The stamp duty of 0.005 per cent will be applicable on all purchase transactions including systematic investment plans (SIPs), lumpsums, dividends reinvested and switch-ins.
Apart from purchase transactions, transfer of units from one demat to another demat account including market or off-market transfers will attract stamp duty of 0.015 per cent.
However, no such duty is applicable on redemption or sale of units.
Amit Jain, co-founder and CEO at Ashika Wealth Advisors said levy of stamp duty will hardly impact mutual fund investors as it is too low to have any significance.
“It will have little to no impact on retail investors. It does not really impact retail investors unless they invest several crores of rupees for less than 3 months. However, corporate investors investing several crores and also investing for few days to a month in categories such as overnight funds may see some impact,”said Vidya Bala, co-founder of Primeinvestor.

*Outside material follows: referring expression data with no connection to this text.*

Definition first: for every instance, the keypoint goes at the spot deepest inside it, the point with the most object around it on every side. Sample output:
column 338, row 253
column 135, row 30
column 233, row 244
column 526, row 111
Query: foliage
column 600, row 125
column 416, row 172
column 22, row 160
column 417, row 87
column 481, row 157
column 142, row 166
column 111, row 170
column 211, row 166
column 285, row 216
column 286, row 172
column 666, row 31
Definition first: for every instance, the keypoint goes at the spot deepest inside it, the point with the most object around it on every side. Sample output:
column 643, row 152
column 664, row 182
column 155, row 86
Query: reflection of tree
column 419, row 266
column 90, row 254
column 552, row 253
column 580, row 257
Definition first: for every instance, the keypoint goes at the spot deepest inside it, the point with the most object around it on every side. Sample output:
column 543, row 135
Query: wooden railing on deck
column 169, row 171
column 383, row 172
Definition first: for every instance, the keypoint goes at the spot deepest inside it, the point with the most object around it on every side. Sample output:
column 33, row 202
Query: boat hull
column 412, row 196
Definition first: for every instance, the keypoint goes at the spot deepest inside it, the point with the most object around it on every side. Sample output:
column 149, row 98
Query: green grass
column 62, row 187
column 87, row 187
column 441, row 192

“What investors need to be aware of though is like the period of exit load, a small sum will be deducted from their investments, before units are allotted,” she added.
However, Jimmy Patel, CEO at Quantum Mutual Fund said the stamp duty charge will have impact on investors investing in mutual funds. Now, they will be allotted units after deducting the stamp duty.
The impact will depend on the holding period and a long-term investor will have minimal impact, said Omkeshwar Singh, who is head RankMF at Samco Securities.
Prateek Mehta, co-founder of Scripbox, said the stamp duty will be applicable on both debt as well as equity funds. It is a one-time charge and its impact will be felt only by very short-term investors as the annualised impact over the short term is higher.
“For mid to long-term investors across mutual fund instruments, there will not be any material impact,” he added.
Since fresh purchases would attract stamp duty each time, he advised investors to not rejig their portfolio frequently so as to avoid the impact of stamp duty.
Explaining about allotment of mutual fund units, Bala said units will be allotted only after deducting stamp duty. For example, an investor will suffer Rs 5 for every Rs 1 lakh. So, for an investment of Rs 1 lakh, units will be allotted on Rs 99,995.
Stamp duty charge is due to an amendment in the Indian Stamp Act, 1899 by Finance Act 2019. It requires collection of stamp duty on all securities market instruments, including mutual funds. It was originally to be effective from January 9 , but the government later postponed it to be effective from July 1.